The incapacitation point has come up a few times, and I've made the submissions about deterrence. Obviously protection of society through incapacitation is another of the goals of the sentencing process, but we always have to keep in mind that it's only selective incapacitation for a particular period of time, right? Unless we're prepared to go to the ultimate position, which would be to keep people in jail indefinitely for every offence because we think there's some risk that they might potentially reoffend, then we simply cannot rely on incapacitation beyond that very narrow promise it offers for that period of time. The concerns we have are around the allocation of resources and the great cost of allocating these resources without allocating, at least somewhere, a proportionate amount of resources to community reintegration for people leaving prison.
The Auditor General's report--I believe it was in 2003 or 2004--mentioned specifically the proportion of resources spent on imprisonment versus community release. It's not surprising that we see prison not working in the way we suggest it should work when there aren't the resources for supervision and support in the community when people leave a three-year sentence, a four-year sentence, or whatever.

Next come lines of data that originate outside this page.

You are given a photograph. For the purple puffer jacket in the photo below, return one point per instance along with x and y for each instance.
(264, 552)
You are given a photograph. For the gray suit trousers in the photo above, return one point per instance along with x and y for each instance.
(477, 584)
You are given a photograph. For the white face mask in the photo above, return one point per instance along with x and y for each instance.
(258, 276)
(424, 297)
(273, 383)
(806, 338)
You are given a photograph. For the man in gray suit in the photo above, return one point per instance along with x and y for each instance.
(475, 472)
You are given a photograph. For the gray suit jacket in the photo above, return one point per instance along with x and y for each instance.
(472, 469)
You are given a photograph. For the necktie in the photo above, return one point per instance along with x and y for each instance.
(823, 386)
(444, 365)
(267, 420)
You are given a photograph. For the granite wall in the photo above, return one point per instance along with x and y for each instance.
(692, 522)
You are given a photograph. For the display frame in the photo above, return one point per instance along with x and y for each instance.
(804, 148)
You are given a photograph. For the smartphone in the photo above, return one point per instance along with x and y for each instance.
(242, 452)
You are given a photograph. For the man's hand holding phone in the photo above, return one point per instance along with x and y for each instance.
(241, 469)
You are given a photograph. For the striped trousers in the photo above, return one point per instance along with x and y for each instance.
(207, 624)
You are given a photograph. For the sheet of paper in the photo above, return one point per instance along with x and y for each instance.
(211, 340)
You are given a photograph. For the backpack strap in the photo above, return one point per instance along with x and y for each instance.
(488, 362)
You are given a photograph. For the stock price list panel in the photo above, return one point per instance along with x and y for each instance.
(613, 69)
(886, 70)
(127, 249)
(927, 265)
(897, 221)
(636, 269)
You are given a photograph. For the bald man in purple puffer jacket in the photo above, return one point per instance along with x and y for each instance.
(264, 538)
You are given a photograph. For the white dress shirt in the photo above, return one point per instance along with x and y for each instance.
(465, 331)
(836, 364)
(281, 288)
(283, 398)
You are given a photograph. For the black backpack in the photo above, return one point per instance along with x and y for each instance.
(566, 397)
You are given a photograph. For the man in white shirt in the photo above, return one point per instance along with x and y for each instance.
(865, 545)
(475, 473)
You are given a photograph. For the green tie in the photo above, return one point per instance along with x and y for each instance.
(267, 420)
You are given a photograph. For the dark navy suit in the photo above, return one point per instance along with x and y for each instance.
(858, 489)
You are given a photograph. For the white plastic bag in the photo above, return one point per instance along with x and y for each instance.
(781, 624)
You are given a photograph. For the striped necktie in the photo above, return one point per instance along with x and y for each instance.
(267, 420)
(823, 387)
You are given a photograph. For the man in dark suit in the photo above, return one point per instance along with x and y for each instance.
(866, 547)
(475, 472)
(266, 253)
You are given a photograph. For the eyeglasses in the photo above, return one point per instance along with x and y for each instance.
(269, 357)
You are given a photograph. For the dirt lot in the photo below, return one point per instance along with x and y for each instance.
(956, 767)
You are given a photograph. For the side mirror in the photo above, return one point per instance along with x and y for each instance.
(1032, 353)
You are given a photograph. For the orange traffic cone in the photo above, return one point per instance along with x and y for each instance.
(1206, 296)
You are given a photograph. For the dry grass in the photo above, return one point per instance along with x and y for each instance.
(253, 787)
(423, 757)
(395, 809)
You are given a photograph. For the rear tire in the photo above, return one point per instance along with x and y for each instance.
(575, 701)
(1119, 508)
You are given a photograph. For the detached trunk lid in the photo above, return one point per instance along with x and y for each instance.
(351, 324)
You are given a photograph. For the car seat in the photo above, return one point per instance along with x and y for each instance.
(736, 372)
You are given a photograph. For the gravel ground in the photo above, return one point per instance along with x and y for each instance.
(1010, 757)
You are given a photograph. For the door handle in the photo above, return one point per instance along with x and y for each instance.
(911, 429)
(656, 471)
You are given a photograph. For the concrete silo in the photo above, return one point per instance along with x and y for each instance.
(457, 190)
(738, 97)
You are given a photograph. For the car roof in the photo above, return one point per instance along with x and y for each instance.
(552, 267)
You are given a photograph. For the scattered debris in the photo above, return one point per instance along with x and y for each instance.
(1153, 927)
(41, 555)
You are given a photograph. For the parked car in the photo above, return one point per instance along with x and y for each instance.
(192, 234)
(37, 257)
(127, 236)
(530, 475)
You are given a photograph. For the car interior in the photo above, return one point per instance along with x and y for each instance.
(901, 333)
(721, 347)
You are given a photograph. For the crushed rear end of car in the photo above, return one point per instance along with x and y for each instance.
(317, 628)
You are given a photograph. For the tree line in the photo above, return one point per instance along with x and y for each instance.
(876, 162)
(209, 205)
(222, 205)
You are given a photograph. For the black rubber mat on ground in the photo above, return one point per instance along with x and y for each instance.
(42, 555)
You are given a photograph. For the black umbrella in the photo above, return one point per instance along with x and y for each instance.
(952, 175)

I agree with you that there is a role for selective incapacitation in particular cases, but ultimately it doesn't deliver on the promise that the public is being given for it, and we need to always keep that in mind. Again, just to reiterate the point, when the public has more information about sentencing.... There have been numerous studies in Britain and in Canada to the effect that if you give them the one-liner that someone committed a particular offence involving a firearm and they got a one-year sentence or whatever, there's usually going to be a primary response that it's too lenient. When they have more information, even just a paragraph of facts, about that particular person and the nature of the offence, the public generally supports the range of proportionate sentences, from very low sentences in some cases, in which there are many mitigating factors and not many aggravating factors, up to more serious offences.